Grief is a never-ending journey, however, and that weight has returned. There is so much uncertainty in the world, and it is the terrible realization that one of the things I am sure of is that Kevin Toney isn’t here to experience it with us. While he brought joy to so many through his music, I am mourning his absence in our family’s everyday lives. His exuberance for youthful delights and overt expressions of love are absent. We have our memories, and we may seek to substitute what he did and how he did it with our versions, but my dad’s way was his way, and there’s no replacing that, no matter how much we might want it.

My sister has entered the recording and is performing a jazzy rendition of her song I Can’t Take That. The song is about the end of a romance with the lyrics, “Hurt doesn’t go away, the memories will never fade.” Later, she vamps and riffs around the refrain, “It left me distraught.” 

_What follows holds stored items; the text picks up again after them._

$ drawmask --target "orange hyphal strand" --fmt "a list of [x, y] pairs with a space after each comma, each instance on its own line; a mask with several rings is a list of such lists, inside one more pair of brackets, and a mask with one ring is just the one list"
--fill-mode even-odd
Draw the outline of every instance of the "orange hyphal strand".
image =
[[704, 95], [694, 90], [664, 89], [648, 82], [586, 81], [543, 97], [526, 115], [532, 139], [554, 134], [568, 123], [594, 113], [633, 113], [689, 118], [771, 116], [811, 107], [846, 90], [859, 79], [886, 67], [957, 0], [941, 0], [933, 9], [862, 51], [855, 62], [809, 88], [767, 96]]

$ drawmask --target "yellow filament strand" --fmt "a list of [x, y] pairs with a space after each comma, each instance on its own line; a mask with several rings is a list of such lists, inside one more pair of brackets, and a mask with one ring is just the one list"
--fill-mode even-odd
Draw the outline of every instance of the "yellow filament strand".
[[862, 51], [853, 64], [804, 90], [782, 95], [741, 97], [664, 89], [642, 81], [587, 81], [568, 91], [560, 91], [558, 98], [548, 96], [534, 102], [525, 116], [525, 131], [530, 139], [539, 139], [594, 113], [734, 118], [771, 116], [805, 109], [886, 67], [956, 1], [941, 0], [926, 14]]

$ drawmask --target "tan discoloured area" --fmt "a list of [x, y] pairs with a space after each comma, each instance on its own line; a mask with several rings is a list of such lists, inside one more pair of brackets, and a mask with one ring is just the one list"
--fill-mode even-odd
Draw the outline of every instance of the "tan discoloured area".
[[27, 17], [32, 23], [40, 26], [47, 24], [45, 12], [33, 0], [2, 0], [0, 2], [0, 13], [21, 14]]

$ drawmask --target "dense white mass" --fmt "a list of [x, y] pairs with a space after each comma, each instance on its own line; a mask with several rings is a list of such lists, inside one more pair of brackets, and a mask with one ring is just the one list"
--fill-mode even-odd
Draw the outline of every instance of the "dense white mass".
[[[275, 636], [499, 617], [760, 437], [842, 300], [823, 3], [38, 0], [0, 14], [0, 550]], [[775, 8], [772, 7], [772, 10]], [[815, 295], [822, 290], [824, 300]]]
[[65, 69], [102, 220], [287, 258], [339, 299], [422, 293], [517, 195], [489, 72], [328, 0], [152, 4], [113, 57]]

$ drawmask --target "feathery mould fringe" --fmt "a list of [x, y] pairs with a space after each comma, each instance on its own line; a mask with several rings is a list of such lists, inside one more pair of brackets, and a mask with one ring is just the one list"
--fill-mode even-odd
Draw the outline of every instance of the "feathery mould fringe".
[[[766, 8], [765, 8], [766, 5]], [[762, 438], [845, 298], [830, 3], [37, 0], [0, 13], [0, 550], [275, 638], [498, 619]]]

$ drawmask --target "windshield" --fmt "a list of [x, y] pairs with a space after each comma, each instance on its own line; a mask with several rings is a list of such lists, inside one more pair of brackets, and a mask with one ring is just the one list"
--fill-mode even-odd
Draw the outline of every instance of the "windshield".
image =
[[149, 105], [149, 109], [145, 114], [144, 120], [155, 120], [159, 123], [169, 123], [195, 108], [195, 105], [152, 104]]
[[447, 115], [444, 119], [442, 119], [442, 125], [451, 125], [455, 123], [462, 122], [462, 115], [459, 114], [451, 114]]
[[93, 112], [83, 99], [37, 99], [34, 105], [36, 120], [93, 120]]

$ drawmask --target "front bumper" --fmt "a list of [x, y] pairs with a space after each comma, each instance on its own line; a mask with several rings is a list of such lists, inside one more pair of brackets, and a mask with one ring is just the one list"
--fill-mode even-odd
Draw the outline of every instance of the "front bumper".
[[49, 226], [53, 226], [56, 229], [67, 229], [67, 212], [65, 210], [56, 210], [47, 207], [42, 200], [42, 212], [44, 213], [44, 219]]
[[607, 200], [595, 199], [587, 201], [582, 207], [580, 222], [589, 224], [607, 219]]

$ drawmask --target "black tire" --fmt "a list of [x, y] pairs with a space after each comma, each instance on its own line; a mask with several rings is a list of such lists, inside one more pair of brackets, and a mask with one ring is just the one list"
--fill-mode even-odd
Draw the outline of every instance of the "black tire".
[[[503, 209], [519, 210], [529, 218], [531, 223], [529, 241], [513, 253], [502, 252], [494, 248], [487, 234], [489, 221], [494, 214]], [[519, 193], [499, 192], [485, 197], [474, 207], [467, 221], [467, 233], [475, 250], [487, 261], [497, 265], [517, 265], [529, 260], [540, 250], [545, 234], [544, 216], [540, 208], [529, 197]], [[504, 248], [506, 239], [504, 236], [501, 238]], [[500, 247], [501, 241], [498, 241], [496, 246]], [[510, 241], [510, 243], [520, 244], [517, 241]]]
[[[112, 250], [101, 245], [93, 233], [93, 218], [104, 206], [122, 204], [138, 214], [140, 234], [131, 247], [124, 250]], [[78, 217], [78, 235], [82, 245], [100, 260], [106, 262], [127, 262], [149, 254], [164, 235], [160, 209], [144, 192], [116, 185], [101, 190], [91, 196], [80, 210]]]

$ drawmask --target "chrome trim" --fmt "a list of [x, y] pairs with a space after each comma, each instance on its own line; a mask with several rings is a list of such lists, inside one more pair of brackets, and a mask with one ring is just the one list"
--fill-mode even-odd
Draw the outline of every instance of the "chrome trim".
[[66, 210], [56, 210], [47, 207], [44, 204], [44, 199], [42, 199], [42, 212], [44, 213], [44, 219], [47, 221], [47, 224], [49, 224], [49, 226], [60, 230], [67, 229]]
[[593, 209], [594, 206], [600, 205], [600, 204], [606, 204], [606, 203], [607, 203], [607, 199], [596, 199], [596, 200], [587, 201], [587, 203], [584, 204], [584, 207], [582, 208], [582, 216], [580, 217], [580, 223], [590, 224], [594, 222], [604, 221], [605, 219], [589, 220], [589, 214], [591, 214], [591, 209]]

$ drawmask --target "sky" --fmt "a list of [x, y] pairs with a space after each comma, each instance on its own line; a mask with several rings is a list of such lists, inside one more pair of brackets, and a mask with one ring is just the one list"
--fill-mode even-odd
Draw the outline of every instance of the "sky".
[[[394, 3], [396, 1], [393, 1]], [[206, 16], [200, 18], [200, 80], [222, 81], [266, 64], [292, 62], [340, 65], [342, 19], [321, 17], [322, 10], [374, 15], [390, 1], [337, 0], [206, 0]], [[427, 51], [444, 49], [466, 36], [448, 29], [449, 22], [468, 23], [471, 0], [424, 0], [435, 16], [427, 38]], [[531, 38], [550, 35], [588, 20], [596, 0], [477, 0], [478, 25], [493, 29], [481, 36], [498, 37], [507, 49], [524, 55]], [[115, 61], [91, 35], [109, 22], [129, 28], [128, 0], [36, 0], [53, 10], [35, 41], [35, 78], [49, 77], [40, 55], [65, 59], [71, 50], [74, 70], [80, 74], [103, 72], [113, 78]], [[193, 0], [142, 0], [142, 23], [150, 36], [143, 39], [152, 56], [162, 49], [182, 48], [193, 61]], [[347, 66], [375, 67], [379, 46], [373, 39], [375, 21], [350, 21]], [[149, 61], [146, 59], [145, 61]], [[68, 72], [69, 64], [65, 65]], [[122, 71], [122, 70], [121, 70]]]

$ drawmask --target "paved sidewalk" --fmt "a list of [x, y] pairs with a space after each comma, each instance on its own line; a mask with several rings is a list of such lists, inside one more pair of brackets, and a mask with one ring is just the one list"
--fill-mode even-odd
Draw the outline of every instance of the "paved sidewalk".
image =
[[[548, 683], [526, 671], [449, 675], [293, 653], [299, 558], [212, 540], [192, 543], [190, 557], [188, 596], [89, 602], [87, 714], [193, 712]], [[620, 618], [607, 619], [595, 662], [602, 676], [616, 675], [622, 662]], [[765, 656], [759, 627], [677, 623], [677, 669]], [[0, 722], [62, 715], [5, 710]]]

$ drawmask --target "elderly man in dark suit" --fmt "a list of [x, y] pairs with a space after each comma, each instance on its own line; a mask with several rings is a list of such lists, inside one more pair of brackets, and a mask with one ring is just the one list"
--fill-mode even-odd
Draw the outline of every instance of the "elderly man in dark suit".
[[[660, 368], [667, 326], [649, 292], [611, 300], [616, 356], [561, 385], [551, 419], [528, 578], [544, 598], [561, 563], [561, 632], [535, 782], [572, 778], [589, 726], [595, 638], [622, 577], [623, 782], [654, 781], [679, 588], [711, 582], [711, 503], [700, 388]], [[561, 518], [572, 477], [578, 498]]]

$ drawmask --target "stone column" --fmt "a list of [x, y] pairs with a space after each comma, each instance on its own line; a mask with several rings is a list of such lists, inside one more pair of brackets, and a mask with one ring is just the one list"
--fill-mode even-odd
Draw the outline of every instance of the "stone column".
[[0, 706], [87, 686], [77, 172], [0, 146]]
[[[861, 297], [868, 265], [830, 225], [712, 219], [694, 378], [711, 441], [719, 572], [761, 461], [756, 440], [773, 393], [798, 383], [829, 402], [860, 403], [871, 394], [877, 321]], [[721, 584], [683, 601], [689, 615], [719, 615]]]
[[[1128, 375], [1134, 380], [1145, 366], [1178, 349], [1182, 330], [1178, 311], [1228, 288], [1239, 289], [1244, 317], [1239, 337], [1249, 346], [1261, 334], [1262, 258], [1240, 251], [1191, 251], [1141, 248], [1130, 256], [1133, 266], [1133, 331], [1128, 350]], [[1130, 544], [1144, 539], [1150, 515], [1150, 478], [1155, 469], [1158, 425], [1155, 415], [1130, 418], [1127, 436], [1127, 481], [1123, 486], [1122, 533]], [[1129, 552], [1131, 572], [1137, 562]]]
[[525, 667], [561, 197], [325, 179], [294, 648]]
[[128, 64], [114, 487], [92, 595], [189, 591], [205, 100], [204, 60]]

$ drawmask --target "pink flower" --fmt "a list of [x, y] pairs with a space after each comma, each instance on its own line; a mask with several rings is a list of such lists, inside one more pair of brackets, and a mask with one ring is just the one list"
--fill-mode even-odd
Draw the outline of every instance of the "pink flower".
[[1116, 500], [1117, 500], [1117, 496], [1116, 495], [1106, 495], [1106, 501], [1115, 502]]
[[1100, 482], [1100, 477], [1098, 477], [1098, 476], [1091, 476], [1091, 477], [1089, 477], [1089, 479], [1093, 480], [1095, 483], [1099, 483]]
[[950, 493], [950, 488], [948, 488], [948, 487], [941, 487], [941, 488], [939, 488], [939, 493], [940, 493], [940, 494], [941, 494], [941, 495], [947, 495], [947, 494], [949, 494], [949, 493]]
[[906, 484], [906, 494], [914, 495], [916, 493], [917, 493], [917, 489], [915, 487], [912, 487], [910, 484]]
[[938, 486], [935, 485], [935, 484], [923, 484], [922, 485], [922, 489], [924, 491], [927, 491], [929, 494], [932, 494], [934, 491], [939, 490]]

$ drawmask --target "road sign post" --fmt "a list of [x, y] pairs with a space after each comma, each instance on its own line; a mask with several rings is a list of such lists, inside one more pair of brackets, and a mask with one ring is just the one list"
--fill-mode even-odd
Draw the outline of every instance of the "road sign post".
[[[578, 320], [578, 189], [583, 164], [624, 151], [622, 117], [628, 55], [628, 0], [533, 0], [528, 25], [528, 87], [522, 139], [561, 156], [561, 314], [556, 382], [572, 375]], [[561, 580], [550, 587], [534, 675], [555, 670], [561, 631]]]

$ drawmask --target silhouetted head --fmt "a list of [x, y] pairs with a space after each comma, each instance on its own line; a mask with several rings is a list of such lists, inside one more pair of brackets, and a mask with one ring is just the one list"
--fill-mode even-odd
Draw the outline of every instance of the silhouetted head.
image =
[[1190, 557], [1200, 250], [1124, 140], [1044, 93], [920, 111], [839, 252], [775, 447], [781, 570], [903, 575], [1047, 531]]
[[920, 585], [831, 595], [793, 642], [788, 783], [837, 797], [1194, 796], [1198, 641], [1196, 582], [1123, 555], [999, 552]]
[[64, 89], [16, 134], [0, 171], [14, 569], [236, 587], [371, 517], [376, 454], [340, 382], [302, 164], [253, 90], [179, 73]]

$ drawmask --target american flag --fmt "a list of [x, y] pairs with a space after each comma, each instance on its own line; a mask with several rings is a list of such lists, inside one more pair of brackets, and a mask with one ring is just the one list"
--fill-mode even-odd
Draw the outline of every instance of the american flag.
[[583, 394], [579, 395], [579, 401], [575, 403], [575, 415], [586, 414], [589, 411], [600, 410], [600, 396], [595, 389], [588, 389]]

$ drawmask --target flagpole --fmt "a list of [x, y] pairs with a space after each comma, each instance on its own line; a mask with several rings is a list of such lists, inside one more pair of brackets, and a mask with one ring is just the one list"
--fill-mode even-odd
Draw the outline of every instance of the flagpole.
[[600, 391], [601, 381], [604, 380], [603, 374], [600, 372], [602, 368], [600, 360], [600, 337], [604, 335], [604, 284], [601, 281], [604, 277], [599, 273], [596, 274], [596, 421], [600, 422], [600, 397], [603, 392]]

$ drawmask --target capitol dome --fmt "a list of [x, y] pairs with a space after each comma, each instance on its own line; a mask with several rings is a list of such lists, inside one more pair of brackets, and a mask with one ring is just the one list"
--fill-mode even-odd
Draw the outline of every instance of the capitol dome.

Tears aren’t easy for me, but this sadness is worth crying over. Yesterday evening, as the sun set and I sat in my car in a scene reminiscent of Monday, March 18th, 2024, when that fateful call came, I accepted my feelings and allowed them in. There was nothing to do but to be with that hurt and submit to its heft. I was neither crushed by the weight of that pain nor comforted. 

I was, and grief was. I am, and grief is.

This morning, though, with light coming through my windows, there was something else: a desire to hear his voice and his gifts. Kevin Toney and his friends are performing Duke Ellington’s In A Sentimental Mood. There is one more song left on this live recording. My father is acknowledging Azar Lawrence on saxophone as the crowd cheers. 

That’s it. 

While I may be in a sentimental mood at this moment, I’m no longer distraught. Those giant dominoes have been replaced with the black and white patterns of piano keys, and with my dad at the helm, what emanates is never a threat. 

Kevin Toney’s legacy is a sound of love.